Regency Love is an iOS game from Australian indie studio Tea for Three Studios set in Regency-era England. This interactive/visual novel-style game puts the player in the shoes of a young woman of marrying age, who must improve her talents, such as reading and needlepoint, in her search for an eligible bachelor to marry her. Regency Love was originally released in December 2013 in the Apple Store. In May 2015, Tea for Three released a downloadable content pack, with an additional suitor and more backstories for characters, as well as bug fixes.

==Plot==
Regency Love is set in the small, fictional English town of Darlington.
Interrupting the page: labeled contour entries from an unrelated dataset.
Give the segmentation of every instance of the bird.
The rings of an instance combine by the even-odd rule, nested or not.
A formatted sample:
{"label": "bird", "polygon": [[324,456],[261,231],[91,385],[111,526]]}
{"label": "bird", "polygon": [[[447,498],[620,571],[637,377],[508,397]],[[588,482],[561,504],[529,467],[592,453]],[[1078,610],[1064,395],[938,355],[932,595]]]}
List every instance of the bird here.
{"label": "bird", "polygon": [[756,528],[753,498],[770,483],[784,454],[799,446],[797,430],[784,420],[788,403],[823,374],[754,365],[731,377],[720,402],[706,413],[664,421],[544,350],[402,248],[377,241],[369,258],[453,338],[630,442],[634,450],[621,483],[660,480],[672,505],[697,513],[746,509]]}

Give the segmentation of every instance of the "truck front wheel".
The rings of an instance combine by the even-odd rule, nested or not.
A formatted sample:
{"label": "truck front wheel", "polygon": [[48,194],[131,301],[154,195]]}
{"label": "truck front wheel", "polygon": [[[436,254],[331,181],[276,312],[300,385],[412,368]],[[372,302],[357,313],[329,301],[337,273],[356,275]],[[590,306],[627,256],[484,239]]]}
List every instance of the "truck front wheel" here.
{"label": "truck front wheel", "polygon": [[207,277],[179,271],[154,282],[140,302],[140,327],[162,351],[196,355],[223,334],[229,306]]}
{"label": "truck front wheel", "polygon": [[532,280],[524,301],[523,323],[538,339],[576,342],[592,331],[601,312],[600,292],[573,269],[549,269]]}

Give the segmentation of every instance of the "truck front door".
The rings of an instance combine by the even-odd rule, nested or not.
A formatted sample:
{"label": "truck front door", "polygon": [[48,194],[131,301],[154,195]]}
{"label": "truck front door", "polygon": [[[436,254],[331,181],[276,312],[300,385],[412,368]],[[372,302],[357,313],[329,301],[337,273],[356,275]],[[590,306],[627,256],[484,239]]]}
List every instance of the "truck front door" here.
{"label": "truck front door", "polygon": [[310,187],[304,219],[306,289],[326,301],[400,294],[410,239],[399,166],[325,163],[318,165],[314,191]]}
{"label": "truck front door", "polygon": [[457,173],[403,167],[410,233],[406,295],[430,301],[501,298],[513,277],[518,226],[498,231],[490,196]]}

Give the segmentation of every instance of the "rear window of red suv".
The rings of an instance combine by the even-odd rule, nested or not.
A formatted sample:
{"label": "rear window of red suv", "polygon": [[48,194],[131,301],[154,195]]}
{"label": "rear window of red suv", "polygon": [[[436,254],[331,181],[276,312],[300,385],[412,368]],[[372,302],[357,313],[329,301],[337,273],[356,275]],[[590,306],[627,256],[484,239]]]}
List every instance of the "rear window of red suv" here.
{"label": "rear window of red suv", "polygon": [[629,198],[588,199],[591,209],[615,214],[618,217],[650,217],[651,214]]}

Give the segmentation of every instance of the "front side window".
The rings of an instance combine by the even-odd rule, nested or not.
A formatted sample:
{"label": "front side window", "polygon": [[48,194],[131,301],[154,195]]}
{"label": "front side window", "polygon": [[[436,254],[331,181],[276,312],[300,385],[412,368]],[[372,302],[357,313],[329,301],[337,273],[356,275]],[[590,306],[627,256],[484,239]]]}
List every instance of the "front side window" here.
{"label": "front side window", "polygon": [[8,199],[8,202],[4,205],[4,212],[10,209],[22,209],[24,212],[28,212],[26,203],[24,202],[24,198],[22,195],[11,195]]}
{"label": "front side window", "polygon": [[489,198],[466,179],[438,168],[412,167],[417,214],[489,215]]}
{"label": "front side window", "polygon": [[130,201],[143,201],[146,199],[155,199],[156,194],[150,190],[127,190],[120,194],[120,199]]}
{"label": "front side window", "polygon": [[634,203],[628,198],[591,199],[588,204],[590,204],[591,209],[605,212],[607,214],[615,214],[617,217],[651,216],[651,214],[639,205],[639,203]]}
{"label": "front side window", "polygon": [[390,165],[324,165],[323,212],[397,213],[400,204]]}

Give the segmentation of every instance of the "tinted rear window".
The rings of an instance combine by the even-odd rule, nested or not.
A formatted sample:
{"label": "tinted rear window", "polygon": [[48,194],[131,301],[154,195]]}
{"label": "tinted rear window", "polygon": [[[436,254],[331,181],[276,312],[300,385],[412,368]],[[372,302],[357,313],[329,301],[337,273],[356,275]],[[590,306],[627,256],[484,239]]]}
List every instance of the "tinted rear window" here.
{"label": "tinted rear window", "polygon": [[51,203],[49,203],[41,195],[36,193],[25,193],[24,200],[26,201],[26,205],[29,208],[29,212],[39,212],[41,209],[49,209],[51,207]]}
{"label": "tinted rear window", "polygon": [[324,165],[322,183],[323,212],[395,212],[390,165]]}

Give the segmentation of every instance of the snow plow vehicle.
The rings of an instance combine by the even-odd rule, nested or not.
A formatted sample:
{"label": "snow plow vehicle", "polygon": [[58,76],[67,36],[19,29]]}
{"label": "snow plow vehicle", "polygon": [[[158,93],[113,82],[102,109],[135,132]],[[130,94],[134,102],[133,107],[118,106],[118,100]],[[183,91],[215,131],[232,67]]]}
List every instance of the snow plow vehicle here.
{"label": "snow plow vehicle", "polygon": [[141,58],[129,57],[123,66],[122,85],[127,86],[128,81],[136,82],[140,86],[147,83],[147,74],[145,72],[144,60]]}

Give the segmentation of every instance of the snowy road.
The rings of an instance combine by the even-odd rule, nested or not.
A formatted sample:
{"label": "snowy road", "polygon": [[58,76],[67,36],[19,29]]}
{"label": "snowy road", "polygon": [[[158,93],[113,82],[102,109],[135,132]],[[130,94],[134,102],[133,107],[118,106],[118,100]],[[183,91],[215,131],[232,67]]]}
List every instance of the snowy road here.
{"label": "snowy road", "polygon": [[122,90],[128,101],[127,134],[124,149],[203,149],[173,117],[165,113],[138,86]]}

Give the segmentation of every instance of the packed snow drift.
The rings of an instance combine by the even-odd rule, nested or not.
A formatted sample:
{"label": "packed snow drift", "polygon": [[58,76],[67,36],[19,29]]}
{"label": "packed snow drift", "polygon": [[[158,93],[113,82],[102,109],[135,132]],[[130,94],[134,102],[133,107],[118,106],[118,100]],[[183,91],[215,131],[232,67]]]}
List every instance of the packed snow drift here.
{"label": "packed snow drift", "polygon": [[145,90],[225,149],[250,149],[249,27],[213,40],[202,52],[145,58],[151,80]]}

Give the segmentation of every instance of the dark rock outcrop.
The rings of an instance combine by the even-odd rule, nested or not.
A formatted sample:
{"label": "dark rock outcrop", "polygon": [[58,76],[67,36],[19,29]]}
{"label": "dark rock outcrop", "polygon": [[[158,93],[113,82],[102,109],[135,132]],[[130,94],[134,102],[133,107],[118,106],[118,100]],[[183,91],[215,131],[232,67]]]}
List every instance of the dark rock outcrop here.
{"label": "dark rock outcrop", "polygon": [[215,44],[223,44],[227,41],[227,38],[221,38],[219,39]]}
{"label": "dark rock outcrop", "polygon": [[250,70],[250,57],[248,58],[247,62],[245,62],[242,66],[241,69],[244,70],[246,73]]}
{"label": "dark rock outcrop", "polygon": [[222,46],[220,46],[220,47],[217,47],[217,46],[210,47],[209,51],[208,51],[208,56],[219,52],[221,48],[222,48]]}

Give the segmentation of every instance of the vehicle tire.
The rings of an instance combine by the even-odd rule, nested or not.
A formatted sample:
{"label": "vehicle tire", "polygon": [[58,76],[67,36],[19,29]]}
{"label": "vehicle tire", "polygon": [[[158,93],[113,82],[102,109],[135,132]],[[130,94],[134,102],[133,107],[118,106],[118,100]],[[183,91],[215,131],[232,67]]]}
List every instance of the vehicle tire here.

The game begins with the protagonist, a young woman of marrying age, going into town on an errand for her mother. In the first chapter, the player discovers the protagonist's father died a year ago. In the next chapter, the father's longtime friend, Mr. Worthington, returns from Europe to advise the main character to practice her accomplishments and focus on finding a husband. From there, the main character finds herself encountering several mysterious new bachelors: Mr. Ashcroft, Mr. Curtis, and Mr. Graham. The player has the option to pursue any or all of these men, as well as follow town gossip, play matchmaker, make friends with newcomers, and investigate local mysteries.

==Inspiration==
Regency Love was inspired by the novels of Jane Austen, as well as the mechanics of games like Dragon Age: Origins and Baldur's Gate 2, according to game writer Samantha Lin. Lin, along with Jenny Tan and Melody Wang, also of Tea for Three, wanted to create a game that allowed players to interact with RPGs and influence the plot based on dialog choices.